李雷和韩梅梅竞选学生会主席，韩梅梅获得选票 [math]\displaystyle{ p }[/math] 张，李雷获得选票 [math]\displaystyle{ q }[/math] 张，[math]\displaystyle{ p\gt q }[/math]。我们将总共的 [math]\displaystyle{ p+q }[/math] 张选票一张一张的点数，有多少种选票的排序方式使得在整个点票过程中，韩梅梅的票数一直高于李雷的票数？等价地，假设选票均匀分布的随机排列，以多大概率在整个点票过程中，韩梅梅的票数一直高于李雷的票数。

Problem 3

In each of the following cases, first answer what the [math]\displaystyle{ a_n }[/math]'s are, and then try to give the closed forms for the generating functions [math]\displaystyle{ A(x)=\sum_{n\ge 0}a_n x^n }[/math].

1. [math]\displaystyle{ a_n }[/math] is the number of ways of distributing [math]\displaystyle{ n }[/math] identical objects into 4 distinct boxes;
2. [math]\displaystyle{ a_n }[/math] is the number of ways of distributing [math]\displaystyle{ n }[/math] identical objects into 4 distinct boxes so that no box is empty;
3. [math]\displaystyle{ a_n }[/math] is the number of ways of distributing [math]\displaystyle{ n }[/math] identical objects into 4 identical boxes so that no box is empty;
4. [math]\displaystyle{ a_n }[/math] is the number of ways of distributing [math]\displaystyle{ n }[/math] identical objects into 4 identical boxes.

Problem 4

Let [math]\displaystyle{ (a_n) }[/math] be a sequence of numbers satisfying the recurrence relation:

[math]\displaystyle{ a_n-p \cdot a_{n-1}+(p-q)\cdot q \cdot a_{n-2}=0 }[/math]

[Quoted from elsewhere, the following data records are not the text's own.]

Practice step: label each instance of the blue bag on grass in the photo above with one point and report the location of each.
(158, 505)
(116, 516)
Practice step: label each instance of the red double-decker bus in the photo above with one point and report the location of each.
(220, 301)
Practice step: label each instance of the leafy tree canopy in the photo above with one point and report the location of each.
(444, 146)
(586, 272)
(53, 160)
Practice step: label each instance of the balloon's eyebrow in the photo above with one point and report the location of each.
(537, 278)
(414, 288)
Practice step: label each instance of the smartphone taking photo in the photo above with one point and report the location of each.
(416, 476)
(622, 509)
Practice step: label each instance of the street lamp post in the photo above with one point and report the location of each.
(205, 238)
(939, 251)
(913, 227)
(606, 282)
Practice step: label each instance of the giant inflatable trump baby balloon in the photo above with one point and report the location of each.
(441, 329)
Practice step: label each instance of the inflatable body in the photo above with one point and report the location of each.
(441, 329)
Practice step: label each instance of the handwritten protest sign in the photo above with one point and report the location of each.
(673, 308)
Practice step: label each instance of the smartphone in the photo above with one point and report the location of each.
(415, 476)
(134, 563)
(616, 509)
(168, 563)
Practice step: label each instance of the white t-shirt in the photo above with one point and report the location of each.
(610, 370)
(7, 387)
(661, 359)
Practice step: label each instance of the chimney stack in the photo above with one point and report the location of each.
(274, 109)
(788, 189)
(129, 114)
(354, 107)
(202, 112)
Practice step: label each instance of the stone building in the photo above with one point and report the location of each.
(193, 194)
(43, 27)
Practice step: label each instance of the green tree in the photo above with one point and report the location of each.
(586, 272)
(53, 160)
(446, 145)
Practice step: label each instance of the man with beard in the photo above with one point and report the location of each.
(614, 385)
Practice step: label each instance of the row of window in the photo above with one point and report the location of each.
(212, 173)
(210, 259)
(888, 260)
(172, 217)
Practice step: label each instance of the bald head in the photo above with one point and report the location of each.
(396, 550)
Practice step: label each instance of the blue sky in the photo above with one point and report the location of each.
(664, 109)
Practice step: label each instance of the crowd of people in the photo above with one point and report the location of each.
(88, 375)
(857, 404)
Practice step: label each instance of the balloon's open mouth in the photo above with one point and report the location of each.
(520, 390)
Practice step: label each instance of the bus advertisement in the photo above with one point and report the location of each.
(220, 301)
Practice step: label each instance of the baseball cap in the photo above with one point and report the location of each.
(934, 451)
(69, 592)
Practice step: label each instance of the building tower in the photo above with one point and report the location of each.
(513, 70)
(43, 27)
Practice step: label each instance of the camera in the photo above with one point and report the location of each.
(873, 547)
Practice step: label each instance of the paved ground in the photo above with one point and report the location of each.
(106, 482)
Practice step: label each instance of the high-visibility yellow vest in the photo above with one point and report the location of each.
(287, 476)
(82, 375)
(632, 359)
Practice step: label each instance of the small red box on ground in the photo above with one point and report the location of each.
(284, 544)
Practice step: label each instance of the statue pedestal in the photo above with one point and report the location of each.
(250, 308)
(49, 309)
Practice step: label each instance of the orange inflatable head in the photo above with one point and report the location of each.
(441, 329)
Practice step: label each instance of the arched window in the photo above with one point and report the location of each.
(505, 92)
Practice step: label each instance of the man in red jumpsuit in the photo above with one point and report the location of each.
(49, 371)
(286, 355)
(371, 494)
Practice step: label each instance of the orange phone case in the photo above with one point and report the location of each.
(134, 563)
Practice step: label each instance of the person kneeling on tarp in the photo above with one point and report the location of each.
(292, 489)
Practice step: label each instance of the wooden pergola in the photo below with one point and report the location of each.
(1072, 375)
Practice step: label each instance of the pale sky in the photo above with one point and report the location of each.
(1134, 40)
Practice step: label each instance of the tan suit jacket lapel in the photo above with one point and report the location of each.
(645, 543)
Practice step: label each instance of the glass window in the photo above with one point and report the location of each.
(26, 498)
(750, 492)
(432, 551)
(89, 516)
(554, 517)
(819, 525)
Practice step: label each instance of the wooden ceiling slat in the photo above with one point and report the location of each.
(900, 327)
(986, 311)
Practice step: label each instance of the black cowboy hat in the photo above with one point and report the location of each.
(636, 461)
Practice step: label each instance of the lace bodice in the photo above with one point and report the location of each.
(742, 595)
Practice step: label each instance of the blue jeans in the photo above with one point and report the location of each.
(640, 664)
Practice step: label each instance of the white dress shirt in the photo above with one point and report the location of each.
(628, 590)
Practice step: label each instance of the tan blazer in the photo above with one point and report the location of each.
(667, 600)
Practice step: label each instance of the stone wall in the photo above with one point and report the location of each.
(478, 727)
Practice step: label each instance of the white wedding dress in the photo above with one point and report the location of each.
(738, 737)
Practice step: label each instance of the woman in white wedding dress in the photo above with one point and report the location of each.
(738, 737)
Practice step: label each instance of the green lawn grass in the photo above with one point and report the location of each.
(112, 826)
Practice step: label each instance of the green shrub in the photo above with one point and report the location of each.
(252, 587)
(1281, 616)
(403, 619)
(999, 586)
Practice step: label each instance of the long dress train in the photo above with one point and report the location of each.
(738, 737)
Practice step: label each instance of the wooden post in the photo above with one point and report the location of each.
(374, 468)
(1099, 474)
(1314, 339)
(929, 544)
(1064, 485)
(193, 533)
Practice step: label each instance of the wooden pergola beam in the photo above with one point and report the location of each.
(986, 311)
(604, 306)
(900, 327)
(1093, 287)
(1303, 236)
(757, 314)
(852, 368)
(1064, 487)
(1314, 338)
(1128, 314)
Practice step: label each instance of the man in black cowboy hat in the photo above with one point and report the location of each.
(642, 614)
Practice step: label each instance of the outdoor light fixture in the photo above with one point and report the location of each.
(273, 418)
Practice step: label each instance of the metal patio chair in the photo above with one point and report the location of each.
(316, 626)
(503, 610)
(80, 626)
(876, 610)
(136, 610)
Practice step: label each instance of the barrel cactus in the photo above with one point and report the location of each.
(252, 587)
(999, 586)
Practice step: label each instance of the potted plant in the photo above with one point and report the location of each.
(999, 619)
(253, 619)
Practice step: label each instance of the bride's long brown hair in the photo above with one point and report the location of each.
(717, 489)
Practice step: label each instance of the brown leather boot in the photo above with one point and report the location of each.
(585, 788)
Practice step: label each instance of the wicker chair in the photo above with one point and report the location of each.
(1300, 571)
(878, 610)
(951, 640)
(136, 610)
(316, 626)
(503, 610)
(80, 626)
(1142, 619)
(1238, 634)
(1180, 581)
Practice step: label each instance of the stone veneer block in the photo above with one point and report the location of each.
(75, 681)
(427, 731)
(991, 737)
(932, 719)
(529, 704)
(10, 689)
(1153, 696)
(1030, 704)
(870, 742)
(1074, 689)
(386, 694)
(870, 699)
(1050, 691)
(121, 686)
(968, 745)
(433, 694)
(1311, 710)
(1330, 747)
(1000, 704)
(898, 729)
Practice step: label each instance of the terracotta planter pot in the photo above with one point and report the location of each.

with initial condition [math]\displaystyle{ a_0=1 }[/math] and [math]\displaystyle{ a_1=p }[/math], where [math]\displaystyle{ p }[/math] and [math]\displaystyle{ q }[/math] are distinct nonzero constants. Solve the recurrence relation.

Problem 5

Consider the decimal expansion [math]\displaystyle{ 1/9899=0.0001010203050813213455\cdots }[/math]

Why do the Fibonacci numbers 1,1,2,3,5,8,13,21,34,55 appear?

Problem 6

Let [math]\displaystyle{ f(n,r,s) }[/math] denote the number of subsets [math]\displaystyle{ S }[/math] of [math]\displaystyle{ [2n] }[/math] consisting of [math]\displaystyle{ r }[/math] odd and [math]\displaystyle{ s }[/math] even integers, with no two elements of [math]\displaystyle{ S }[/math] differing by [math]\displaystyle{ 1 }[/math]. Give a combinatorial proof that [math]\displaystyle{ f(n,r,s)=\binom{n-r}{s}\binom{n-s}{r} }[/math].

• Hint: Note that [math]\displaystyle{ \left({{n-r-s+1}\choose s}\right)=\binom{n-r}{s} }[/math] and [math]\displaystyle{ \left({{n-r-s+1}\choose r}\right)=\binom{n-s}{r} }[/math].